On 6/22/2006 at 10:44 AM Christian Corti wrote:
Algol's syntax constists of symbols like
'<-' ';' and so on. If you read
e.g. the book from the Alcor group you will see that they tell you, in
case that there are no '<-' etc. you may use more primitive symbols to
represent them, e.g.
I remember this very vividly when exploring Algol-60 and having at my
disposal only an 026 keypnch and a 6-bit character set. Another
not-so-subtle aspect was the restriction to uppercase alphabetics. Those
pretty programs in the Algol spec tended not to look as pretty when
rendered into uppercase and di- and tri-graphs.
In fact, I wonder if the restriction to 6-bit character sets and keypunches
with small keyboards was a reason that older languages tended to omit too
much punctuation. I can remember wanting to punch a FORTRAN program and
having only a nonprinting 024 keypunch at my disposal. Multipunch city.
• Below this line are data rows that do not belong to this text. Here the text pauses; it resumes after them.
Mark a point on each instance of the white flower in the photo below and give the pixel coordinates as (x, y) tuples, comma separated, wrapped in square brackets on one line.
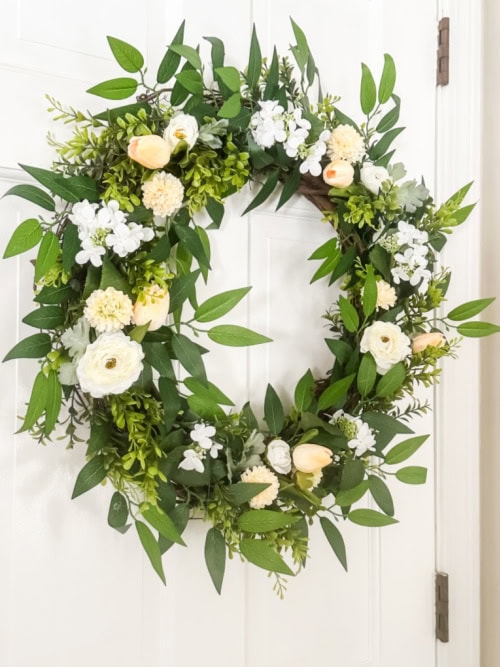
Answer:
[(76, 339), (372, 177), (108, 310), (182, 127), (193, 460), (262, 475), (346, 144), (152, 306), (202, 434), (278, 455), (163, 193), (110, 365), (387, 344)]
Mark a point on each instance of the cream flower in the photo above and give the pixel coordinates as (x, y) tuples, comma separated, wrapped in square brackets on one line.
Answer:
[(182, 127), (108, 310), (310, 458), (151, 151), (346, 144), (152, 306), (262, 475), (338, 174), (110, 365), (163, 193), (387, 344)]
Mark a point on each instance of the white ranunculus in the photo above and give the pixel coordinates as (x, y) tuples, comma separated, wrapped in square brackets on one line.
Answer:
[(110, 365), (182, 127), (278, 455), (387, 344), (372, 177)]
Many shops kept some of their 026 keypunches when S/360 and EBCIDIC came in
(apparently 029's cost more to lease). Manually punching EBCIDIC
punctuation could get to be very slow going.
In fact, if you took your program deck down to the unit record room to be
duplicated on the 519 and interpreted on the 557, you got a double whammy.
The 557 not only printed wide characters (IIRC only 60 across the top of a
card), but lacked all but the simplest punctuation, reducing your program
to gibberish printed across the top of the card in two rows.